The AUDUSD pair appears to have hit a pause as its price action started consolidating towards the close of last week’s trading activities. Meanwhile, technical indicators suggest that bullish momentum may be growing stronger. Therefore, this sets a bearish tone for this market as we enter a new trading week.
Key Price Levels:
Resistance Levels: 0.6700, 0.6800, and 0.6900
Support Levels: 0.6653, 0.6600, and 0.6550
AUDUSD Eyes Lower Support
AUDUSD’s daily market chart suggests that bears may be preparing to continue pushing prices further downward. It can be observed that price action has fallen below the Bollinger Bands’ MA, indicating that bears may strengthen at this point. This might embolden short traders, leading to more downward corrections.

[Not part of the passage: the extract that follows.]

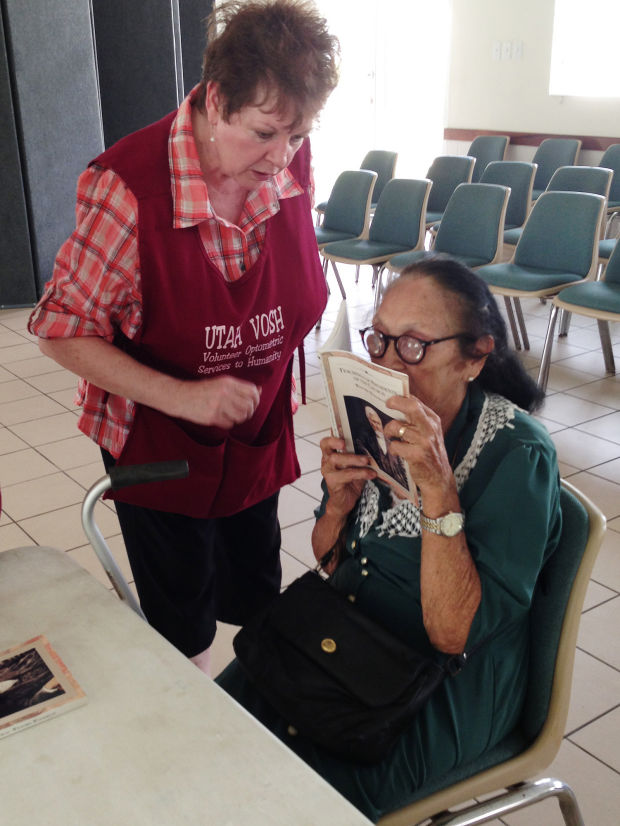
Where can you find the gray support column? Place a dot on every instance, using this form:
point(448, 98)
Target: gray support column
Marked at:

Additionally, the applied Moving Average Convergence Divergence (MACD) indicator lines have maintained a downward path following the recent crossover. The bars of this indicator are still solid red, signifying that bears are displaying strength. Nevertheless, the last session appears to be experiencing some resistance on its downward track.
AUDUSD Bulls Are Trying to Mount Pressure
In the AUDUSD 4-hour market, there’s a sense that buyers are making modest efforts. Despite a minor downward correction, the last bearish price candle is forming above the previous green one. However, the MACD indicator lines have displayed an upside crossover from below the equilibrium level.
It’s essential to note that price activities are still below the Bollinger Bands MA line. Consequently, this tentatively maintains that bears may still be in charge of price movements. Therefore, traders may want to anticipate a continued downward correction towards 0.6520 ahead of any market-influencing fundamentals.